Proof. Suppose $f(X)=a_{0}+a_{1}X+\cdots +a_{n}X^{n}$ is such that $a_{0}$ is a unit in $R$ and $a_{1},a_{2}, \dots,a_{r}$ are all nilpotent in $R$. Since $R$ is commutative, we get that $a_{1}X,a_{2}X^{2},\cdots,a_{n}X^{n}$ are all nilpotent and hence also their sum is nilpotent. Let $z = \sum a_{i}X^{i}$ then $a_{0}^{-1}z$ is nilpotent and so $1+a_{0}^{-1}z$ is a unit. Thus $f(X)=a_{0}+z=a_{0} \cdot (1+a_{0}^{-1}z)$ is a unit since product of two units in $R[X]$ is a unit.

I have not been able to get the converse part and would like to see the proof for the converse part.

Let $$f=\sum_{k=0}^n a_kX^k$$ and $$g= \sum_{k=0}^m b_kX^k$$. If $$f g=1$$, then clearly $$a_0,b_0$$ are units and:

$$a_nb_m=0 \tag1$$
$$a_{n-1}b_m+a_nb_{m-1}=0$$

(on multiplying both sides by $$a_n$$)

$$\Rightarrow (a_n)^2b_{m-1}=0 \tag2$$
$$a_{n-2}b_m+a_{n-1}b_{m-1}+a_nb_{m-2}=0$$
(on multiplying both sides by $$(a_n)^2$$)
$$\Rightarrow (a_n)^3b_{m-2}=0 \tag3$$
$$…..$$
$$…..+a_{n-2}b_2+a_{n-1}b_1+a_nb_0=0$$
(on multiplying both sides by $$(a_n)^m$$)
$$\Rightarrow (a_n)^{m+1}b_{0}=0 \tag{m+1}$$

Since $$b_0$$ is an unit, it follows that $$(a_n)^{m+1}=0$$.

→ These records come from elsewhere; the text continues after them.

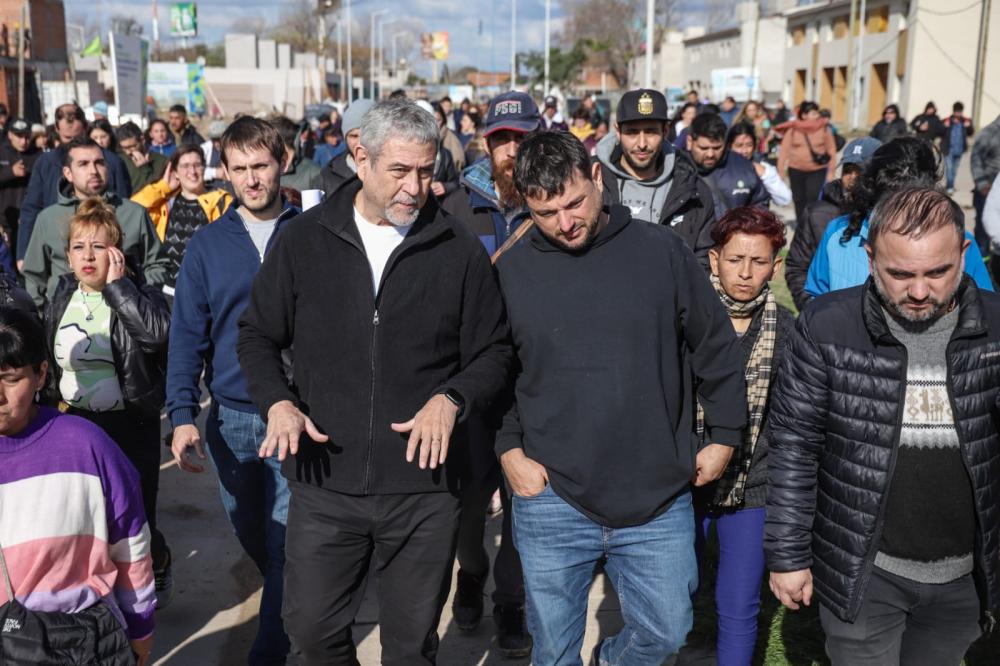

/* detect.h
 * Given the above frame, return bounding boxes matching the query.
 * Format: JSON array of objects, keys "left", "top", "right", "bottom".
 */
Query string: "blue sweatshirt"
[
  {"left": 805, "top": 215, "right": 994, "bottom": 297},
  {"left": 166, "top": 201, "right": 299, "bottom": 427}
]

Hence, we proved that $$a_n$$ is nilpotent, but this is enough. Indeed, since $$f$$ is invertible, $$a_nx^n$$ being nilpotent implies that $$f-a_nX^n$$ is unit and we can repeat (or more rigorously, perform induction on $$\deg(f)$$).